This article is from exactly 100 years ago today, published in the Hartford Courant on August 22, 1910. The Middletown Jewels played in The Connecticut Association, which was a Class D minor league, four steps below the Majors. I believe that the Trolley League refers to an amateur or semi-pro league of teams that competed in the area. Other box scores from 1910 mention teams at the Hospital for the Insane, and teams sponsored by individual manufacturers, all playing in the "Trolley League". The Connecticut Association had three other teams besides Middletown, the New London Whalers, the Norwich/Meriden Bonbons/Doublins, and the Willimantic Colts. The formal relationships between major league teams and minor league teams had not been established in 1910, so Middletown was not specifically associated with any particular major league team.
A few decades earlier, in 1872, Middletown fielded a bona fide Major League team, the Middletown Mansfields.

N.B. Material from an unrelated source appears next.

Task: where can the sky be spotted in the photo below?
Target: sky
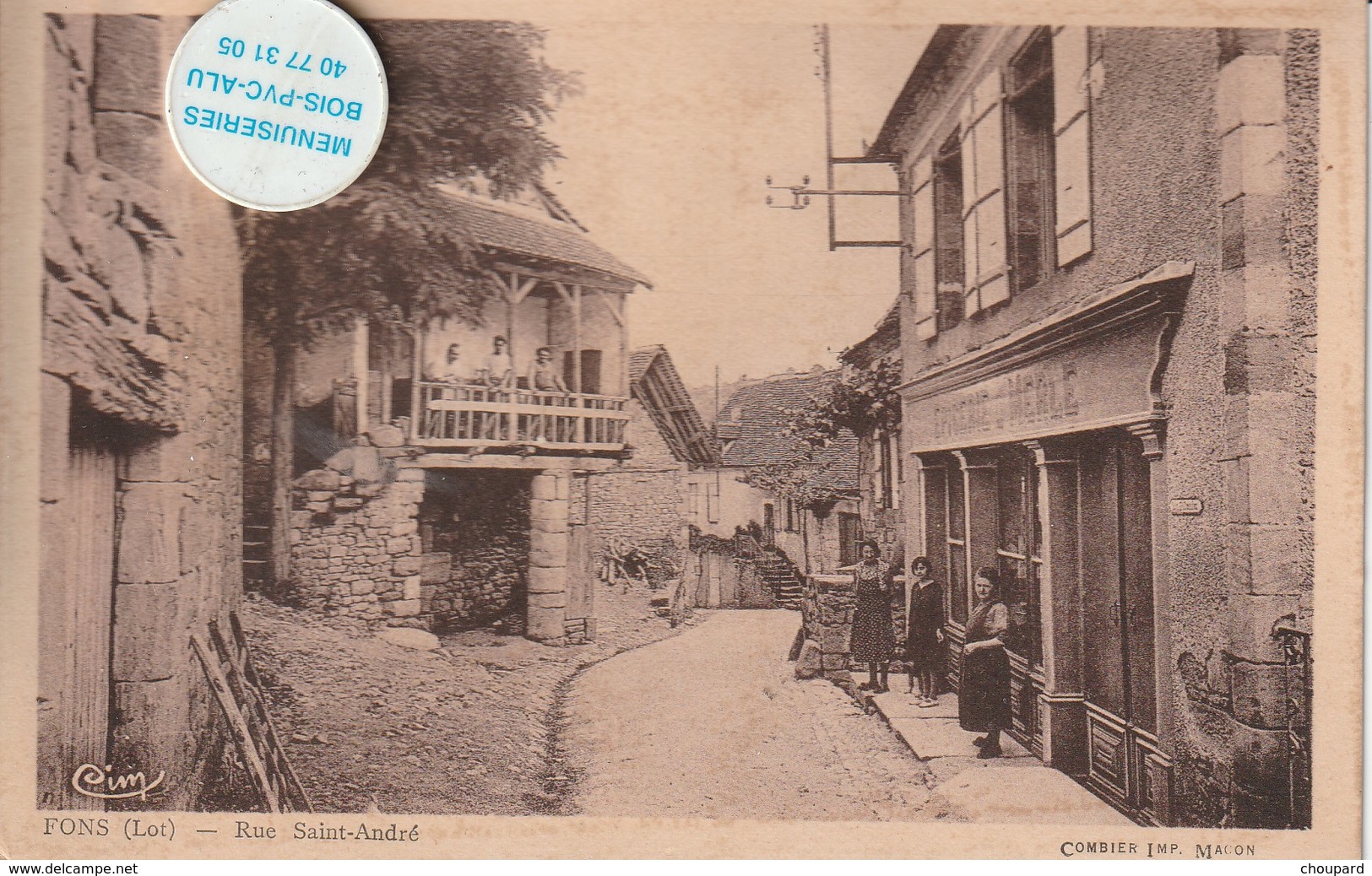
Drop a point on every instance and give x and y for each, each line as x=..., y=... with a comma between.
x=667, y=149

The Mansfields played in the National Association, playing against teams such as the Boston Red Stockings, the New York Mutuals, the Philadelphia Athletics, the Hartford Dark Blues, the New Haven Elm Citys, the Brooklyn Atlantics, and the Troy Haymakers. Unable to compete with teams from big cities, the Mansfields only played one season.
Unfortunately, the Middletown Jewels also only competed in one season, 1910. Thus, at the end of this year's baseball season, it will have been a full century since professional baseball was played in our city.